The figure_generating
folder contains the R scripts and R markdowns to generate all Figures and Supplementary Figures in the manuscript.
One of the collaborators noticed a mistake in the published data and figures. This mistake has now been rectified in the GitHub repo. The corrections have been submitted to Nature Methods and we are currently waiting for the online publication to be updated. In summary, an accidental basepair shift changed the BSJ position of 5% of the circRNAs. All the main conclusions and the majority of the figures stay the same.

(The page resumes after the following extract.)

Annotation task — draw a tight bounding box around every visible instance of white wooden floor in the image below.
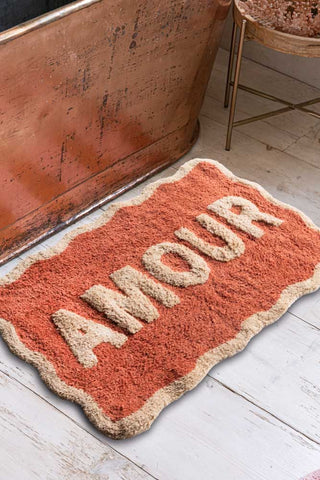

In detail: 55,238 out of 1,137,055 (~ 5%) circRNAs identified in the paper were accidentally shifted one nucleotide in both the start (-1) and end position (+1), and were therefore wrongly annotated. For example: circRNA chr18:8718424-8720495 in the original data became chr18:8718423-8720496. This set of wrongfully annotated circRNAs came from 3 tools: KNIFE, NCLscan, and NCLcomparator. This happened during a wrongly performed ‘correction’ of 1-based to 0-based annotation. This error has now been fixed.
This mistake had an inmpact on:
- the annotation of a subset of circRNAs
- the overlap among tools
- the amplicon sequencing precision (subgroup BSJ count ≥ 5) is sligthly higher for KNIFE and NCLcomparator. Therefore, also their compound precision is slightly higher.
- the sensitivity has changed as there is more overlap among the tools than initially measured. The set of true positive circRNAs is thus 949 unique circRNAs (instead of 957) (Sup Table 6B). This also slightly changes the tool ranking (Sup Table 6).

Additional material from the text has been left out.